PgmNr D1522: Library preparation effects on estimating satellite DNA abundance from short-read sequencing.

Authors:
Sarah E. Sander; Kevin H.-C. Wei; Andrew G. Clark; Daniel A. Barbash


Institutes
Cornell University, Ithaca, NY.


Keyword: next-generation sequencing

Abstract:

Tandem repetitive DNA, also known as satellite DNA, is a major component of most eukaryotic genomes, including Drosophila and humans. Satellite DNAs can exist as selfish genomic parasites that propagate in the genome at the expense of the host, but can also form essential chromosome structures including centromeres, telomeres, and sub-telomeric regions. Despite these roles in chromosome structure, satellite DNA sequences differ widely in sequence, location, and abundance in the genome, even between closely related species. There is a basic molecular and theoretical understanding of how repetitive DNA can expand or contract within a genome. However, few studies test these models using genome-wide data, because the repetitive part of the genome is difficult to sequence accurately and to quantify with current technology.
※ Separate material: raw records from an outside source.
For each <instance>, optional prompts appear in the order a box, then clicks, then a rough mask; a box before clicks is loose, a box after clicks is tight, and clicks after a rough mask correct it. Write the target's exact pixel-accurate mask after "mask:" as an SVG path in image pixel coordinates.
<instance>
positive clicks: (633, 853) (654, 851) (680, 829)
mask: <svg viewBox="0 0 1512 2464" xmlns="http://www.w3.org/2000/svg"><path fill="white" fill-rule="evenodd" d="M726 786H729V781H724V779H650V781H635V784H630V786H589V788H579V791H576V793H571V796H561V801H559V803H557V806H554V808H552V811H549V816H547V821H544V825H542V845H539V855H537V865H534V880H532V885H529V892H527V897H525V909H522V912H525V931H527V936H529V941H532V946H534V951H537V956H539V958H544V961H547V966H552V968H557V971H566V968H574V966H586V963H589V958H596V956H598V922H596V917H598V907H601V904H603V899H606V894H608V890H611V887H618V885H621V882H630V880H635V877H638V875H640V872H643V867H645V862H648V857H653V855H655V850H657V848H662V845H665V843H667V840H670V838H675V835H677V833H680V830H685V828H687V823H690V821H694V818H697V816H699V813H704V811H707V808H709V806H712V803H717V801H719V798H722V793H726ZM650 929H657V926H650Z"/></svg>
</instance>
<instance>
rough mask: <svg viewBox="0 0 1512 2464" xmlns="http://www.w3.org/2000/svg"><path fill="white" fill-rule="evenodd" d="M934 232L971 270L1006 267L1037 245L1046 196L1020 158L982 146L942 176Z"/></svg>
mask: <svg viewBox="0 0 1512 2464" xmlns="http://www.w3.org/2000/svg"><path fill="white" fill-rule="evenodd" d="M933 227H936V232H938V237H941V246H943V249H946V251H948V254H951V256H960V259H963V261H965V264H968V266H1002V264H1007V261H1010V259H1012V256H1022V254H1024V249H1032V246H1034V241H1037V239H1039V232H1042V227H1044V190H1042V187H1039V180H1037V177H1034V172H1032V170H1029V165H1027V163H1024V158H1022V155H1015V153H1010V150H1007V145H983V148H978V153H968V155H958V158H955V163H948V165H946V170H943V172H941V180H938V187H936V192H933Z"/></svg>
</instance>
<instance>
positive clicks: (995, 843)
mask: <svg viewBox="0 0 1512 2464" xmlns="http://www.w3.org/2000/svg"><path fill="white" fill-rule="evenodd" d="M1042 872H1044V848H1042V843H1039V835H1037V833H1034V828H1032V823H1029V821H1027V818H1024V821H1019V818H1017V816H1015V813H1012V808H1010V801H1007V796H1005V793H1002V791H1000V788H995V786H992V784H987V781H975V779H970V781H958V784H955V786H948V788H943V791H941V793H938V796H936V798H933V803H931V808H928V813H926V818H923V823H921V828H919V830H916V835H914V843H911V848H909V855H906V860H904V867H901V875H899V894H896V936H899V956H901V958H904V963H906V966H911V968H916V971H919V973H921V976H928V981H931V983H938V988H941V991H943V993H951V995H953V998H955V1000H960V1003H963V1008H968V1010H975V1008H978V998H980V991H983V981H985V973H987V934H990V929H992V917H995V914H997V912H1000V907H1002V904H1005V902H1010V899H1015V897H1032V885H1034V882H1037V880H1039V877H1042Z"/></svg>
Here we describe the effects of using newly developed PCR-free library preparation methods on the assessment of satellite DNA abundance from Illumina sequencing reads. We performed Illumina sequencing on replicate libraries constructed with PCR-free, 8 cycle PCR, and 12 cycle PCR methods from a single DNA extraction. We quantify satellite abundance from raw sequencing reads using our kmer-based algorithm, k-Seek. We then compare satellite abundances across library preparations using correlations, principal components analysis (PCA), and discriminant analysis of principal components (DAPC). We find that the different preparation methods produce libraries that are distinctly different from one another and that much of the differences between libraries are driven by satellite sequences that are underrepresented in conventional PCR-based library preps, such as the highly abundant AATAT satellite. These satellites are much better represented in sequencing reads derived from PCR-free libraries. Despite the PCR-induced bias, which skews absolute abundances, the bias appears to be quantitatively stable, so that contrasts across lines whose libraries are all constructed in the same way can still be reliable. Nevertheless, PCR-free methods are clearly preferred if there is interest in quantitative assessment of repeat composition.